
Abstract-High sampling speed can be achieved using multiple Analog-to-Digital Converters (ADCs) based on the Time-Interleaving A/D Conversion (TIADC) technique. Various types of methods were proposed to correct the mismatch errors among parallel ADC channels in TIADC systems, which would deteriorate the system performance. Traditional correction methods based on digital signal processing have good performance, however often only for input signals limited in a narrow frequency band. In this paper, we present our recent work on design of an 8-Gsps 12-bit TIADC system and implementation of real-time mismatch correction algorithms in FPGA devices, over a broad band of input signal frequencies. Tests were also conducted to evaluate the systems performance, and the results indicate that the Effective Number of Bits (ENOB) is enhanced to be better than 8.5 bits (<800 MHz) and 8 bits from 800 MHz to 1.6 GHz after correction, almost the same with that of the ADC chip employed.
Index
Terms-time-interleaved technique, high-speed high-resolution A/D conversion, mismatch errors, real-time correction algorithms, broad band.
I. INTRODUCTION
AVEFORM digitization is a preferable solution in physics to obtain the most detailed information from the signals out of detectors, and has thus been employed in many physics experiments [1] - [11] . With the development of electronics, especially ASIC design on Analog-to-Digital Converters (ADCs), sampling speed has been increasing. With the Time Interleaved A/D Conversion (TIADC) technique, the system sampling speed can be greatly enhanced beyond single ADC ASIC's capability [8] - [10] , which makes the study in this direction a research hot spot. In TIADC systems, the basic idea to use multiple ADC channels working in parallel, while the phases of the clock signals for multiple channels are shifted by a predetermined interval. There exist inevitable mismatch errors among different ADC channels in TIADC systems [12] - [14] . Therefore, methods of mismatch error correction is an important research domain.
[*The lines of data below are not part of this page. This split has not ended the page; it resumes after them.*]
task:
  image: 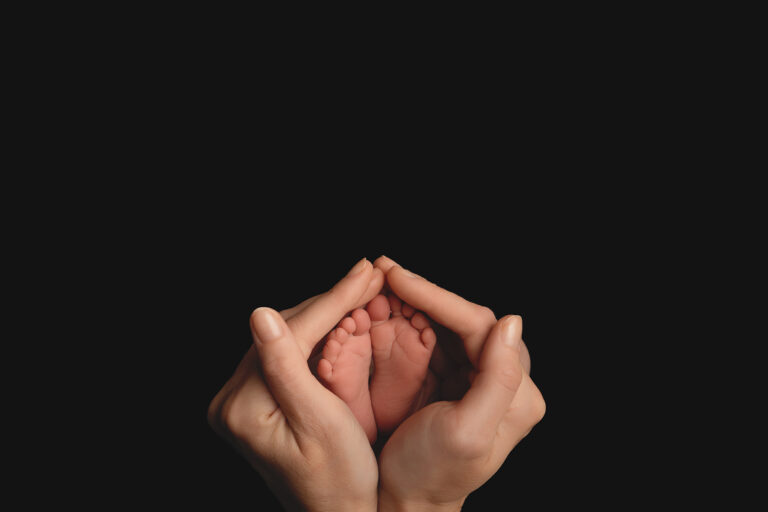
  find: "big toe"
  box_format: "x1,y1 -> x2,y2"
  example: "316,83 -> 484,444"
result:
350,308 -> 371,335
366,294 -> 391,322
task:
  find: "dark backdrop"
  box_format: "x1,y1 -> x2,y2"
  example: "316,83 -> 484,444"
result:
37,12 -> 735,508
101,30 -> 681,506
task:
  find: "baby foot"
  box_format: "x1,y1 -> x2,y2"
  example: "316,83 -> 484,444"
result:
368,294 -> 437,434
317,308 -> 377,443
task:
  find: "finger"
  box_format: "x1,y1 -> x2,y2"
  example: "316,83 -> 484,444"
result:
280,295 -> 319,321
280,267 -> 383,322
498,372 -> 546,452
386,265 -> 496,365
520,340 -> 531,374
251,307 -> 331,424
373,255 -> 399,274
456,316 -> 524,434
287,258 -> 374,357
360,267 -> 386,306
373,255 -> 399,294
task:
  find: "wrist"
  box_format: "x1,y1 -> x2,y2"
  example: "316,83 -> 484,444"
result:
378,487 -> 464,512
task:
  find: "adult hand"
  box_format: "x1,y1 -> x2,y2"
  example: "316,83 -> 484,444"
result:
207,259 -> 384,512
373,257 -> 546,511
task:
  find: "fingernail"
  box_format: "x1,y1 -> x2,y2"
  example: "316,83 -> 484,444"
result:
253,308 -> 283,344
503,317 -> 521,349
379,255 -> 400,267
400,267 -> 419,278
347,258 -> 370,276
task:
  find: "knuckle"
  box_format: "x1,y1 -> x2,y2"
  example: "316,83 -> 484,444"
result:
323,286 -> 347,306
528,394 -> 547,424
520,390 -> 546,426
220,393 -> 265,440
449,429 -> 492,459
261,352 -> 302,383
498,366 -> 523,393
474,306 -> 497,331
220,396 -> 250,438
441,416 -> 492,459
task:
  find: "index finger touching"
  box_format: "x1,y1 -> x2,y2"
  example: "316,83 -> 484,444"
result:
386,265 -> 497,364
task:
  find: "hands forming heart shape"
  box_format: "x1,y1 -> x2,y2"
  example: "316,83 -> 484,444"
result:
208,256 -> 545,512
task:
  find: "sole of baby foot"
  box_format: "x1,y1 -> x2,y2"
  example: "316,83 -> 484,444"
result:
318,308 -> 377,443
368,294 -> 437,434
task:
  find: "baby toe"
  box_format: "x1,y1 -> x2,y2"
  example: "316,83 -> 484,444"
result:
340,316 -> 356,334
388,293 -> 403,316
420,327 -> 437,351
350,308 -> 371,335
324,338 -> 342,363
401,303 -> 415,318
410,312 -> 430,331
366,294 -> 391,322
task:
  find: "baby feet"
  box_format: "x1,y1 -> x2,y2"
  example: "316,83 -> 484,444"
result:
317,294 -> 436,440
317,308 -> 377,443
368,294 -> 437,434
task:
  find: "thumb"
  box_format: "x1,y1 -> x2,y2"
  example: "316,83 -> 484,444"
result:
456,315 -> 524,434
250,307 -> 328,424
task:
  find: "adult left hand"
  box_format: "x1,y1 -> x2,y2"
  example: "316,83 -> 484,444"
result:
208,259 -> 384,512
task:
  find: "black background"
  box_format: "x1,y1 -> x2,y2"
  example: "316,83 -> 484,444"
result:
16,4 -> 756,507
62,21 -> 719,508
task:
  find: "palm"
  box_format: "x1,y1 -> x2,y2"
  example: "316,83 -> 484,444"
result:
378,326 -> 492,503
416,324 -> 474,409
378,323 -> 535,505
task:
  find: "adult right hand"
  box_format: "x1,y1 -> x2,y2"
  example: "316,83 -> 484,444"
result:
373,257 -> 546,511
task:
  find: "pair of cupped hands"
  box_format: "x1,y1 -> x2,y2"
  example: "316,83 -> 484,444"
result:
208,256 -> 546,512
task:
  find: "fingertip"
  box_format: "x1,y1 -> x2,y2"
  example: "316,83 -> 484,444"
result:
389,265 -> 420,280
373,255 -> 399,273
250,307 -> 285,346
250,306 -> 275,325
346,257 -> 372,277
358,267 -> 386,307
499,315 -> 523,350
371,267 -> 385,284
502,314 -> 523,330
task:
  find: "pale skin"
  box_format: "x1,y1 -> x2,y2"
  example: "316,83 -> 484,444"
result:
207,256 -> 545,512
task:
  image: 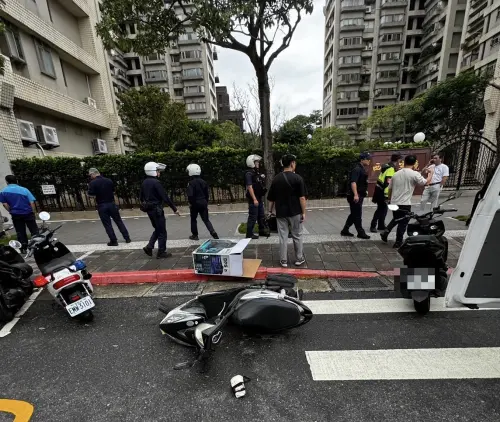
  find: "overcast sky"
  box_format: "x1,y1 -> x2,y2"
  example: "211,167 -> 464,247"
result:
215,0 -> 325,125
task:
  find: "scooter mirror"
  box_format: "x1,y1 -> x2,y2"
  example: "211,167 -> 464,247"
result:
388,204 -> 399,211
194,322 -> 214,349
39,211 -> 51,221
9,240 -> 22,249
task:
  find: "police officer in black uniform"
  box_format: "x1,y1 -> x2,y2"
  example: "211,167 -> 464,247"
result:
244,154 -> 268,239
141,162 -> 180,259
341,152 -> 371,239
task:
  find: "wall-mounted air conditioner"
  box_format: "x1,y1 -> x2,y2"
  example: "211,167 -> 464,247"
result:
92,138 -> 108,155
366,6 -> 372,13
17,119 -> 37,144
37,125 -> 60,149
84,97 -> 97,108
365,45 -> 373,50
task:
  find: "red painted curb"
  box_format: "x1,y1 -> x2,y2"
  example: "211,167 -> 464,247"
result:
91,267 -> 382,285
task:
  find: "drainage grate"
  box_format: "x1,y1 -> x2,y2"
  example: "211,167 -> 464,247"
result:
146,282 -> 202,297
337,278 -> 387,289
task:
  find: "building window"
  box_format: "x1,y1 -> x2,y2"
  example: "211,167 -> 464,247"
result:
376,87 -> 397,96
171,54 -> 180,63
496,9 -> 500,21
337,107 -> 358,116
378,52 -> 401,61
491,35 -> 500,48
34,39 -> 56,78
341,0 -> 365,6
60,59 -> 67,86
380,14 -> 405,24
174,88 -> 183,96
377,70 -> 399,79
179,32 -> 198,41
145,70 -> 167,80
182,68 -> 203,77
365,21 -> 374,29
4,27 -> 25,62
339,55 -> 361,64
340,37 -> 362,46
341,18 -> 364,27
337,90 -> 359,100
185,85 -> 205,93
380,33 -> 403,42
181,50 -> 202,59
172,74 -> 182,84
186,102 -> 206,111
338,73 -> 360,82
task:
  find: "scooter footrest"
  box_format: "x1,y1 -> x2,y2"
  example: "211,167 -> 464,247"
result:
265,274 -> 297,288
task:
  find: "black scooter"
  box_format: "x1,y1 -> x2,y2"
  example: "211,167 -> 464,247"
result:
0,223 -> 34,322
159,274 -> 312,371
391,193 -> 459,314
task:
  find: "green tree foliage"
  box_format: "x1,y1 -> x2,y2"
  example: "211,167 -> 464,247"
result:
274,110 -> 324,145
96,0 -> 314,184
118,86 -> 189,152
311,127 -> 353,147
174,120 -> 222,151
212,121 -> 260,149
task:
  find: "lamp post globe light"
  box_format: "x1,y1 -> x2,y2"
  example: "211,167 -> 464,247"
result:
414,132 -> 425,143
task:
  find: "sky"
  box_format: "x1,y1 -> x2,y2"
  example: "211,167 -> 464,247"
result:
215,0 -> 325,126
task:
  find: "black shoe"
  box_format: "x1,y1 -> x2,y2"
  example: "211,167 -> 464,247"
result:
189,235 -> 199,241
357,233 -> 370,240
157,251 -> 172,259
143,246 -> 153,257
125,238 -> 132,244
107,241 -> 118,246
393,241 -> 403,249
246,234 -> 259,240
20,248 -> 27,255
0,231 -> 5,239
341,230 -> 354,237
377,226 -> 387,231
211,232 -> 219,239
370,227 -> 378,233
380,232 -> 389,243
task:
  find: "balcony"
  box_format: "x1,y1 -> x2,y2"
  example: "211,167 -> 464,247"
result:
143,54 -> 165,64
186,107 -> 207,114
379,39 -> 404,46
337,113 -> 360,119
339,62 -> 362,68
381,0 -> 408,8
341,3 -> 367,12
182,73 -> 204,81
337,79 -> 361,86
180,56 -> 203,64
145,71 -> 168,83
340,23 -> 365,32
340,43 -> 363,51
178,37 -> 200,45
184,91 -> 206,98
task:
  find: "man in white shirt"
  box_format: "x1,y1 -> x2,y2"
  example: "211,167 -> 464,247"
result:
381,155 -> 432,248
420,152 -> 449,212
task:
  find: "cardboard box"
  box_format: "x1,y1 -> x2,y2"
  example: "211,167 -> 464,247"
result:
192,238 -> 261,278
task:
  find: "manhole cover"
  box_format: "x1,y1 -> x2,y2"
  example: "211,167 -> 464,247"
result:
146,283 -> 202,297
337,278 -> 386,289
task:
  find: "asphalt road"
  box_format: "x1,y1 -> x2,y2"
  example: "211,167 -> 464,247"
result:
1,289 -> 500,422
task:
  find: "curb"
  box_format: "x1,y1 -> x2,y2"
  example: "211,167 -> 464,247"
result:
91,267 -> 456,285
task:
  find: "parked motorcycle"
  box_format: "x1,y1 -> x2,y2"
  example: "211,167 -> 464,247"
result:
0,224 -> 34,322
16,211 -> 95,322
390,192 -> 460,314
159,274 -> 312,371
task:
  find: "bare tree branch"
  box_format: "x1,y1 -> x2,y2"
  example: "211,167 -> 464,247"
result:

Efforts have been devoted to address this issue, and many approaches were proposed. In general, these correction methods can be categorized into analog adjustment and digital correction. As for the former, a monitor channel is usually designed to detect the mismatch errors, and then the multiple ADC channels can be adjusted to reduce the mismatch among them [15] [16] . However, since additional analog circuits are used (susceptible to noise, interference, etc.), the correction resolution is limited; for example, in [16] a sampling speed of 12.8 Gsps is achieved, but the Effective Number of Bits (ENOB) is only around 4.6 bits (32 channels of 7-bit 400-Msps ADCs are interleaved) with the analog adjustment method applied. As for digital correction, it can be further categorized into background and foreground correction. The former is also addressed as self-adaptive method [17] - [21] , and it does not require a calibration process before use, but the circuit is quite complex and the input signal in real application must be Wide-Sense Stationary (WSS) [22] , which limits the application of this correction method. The foreground correction method includes the interpolation method, the method based on fractional delay filters [23] , and the perfect reconstruction method [24] - [28] . Compared with the first and second methods, which require complex logic design and over-sampling, respectively, the perfect reconstruction correction method is a favorable choice. However, in traditional correction methods, good performance can be achieved only within a narrow input signal bandwidth, while the signals in physics experiments and many other domains are mostly wide band signals. Therefore, wide band signal mismatch correction becomes the key issue in this domain. This paper presents the design of an 8-Gsps 12-bit digitizer based on the TIADC method. To address the mismatch among ADC channels, a real-time wide band correction algorithm integrated in a Field Programmable Gate Array (FPGA) device has been designed.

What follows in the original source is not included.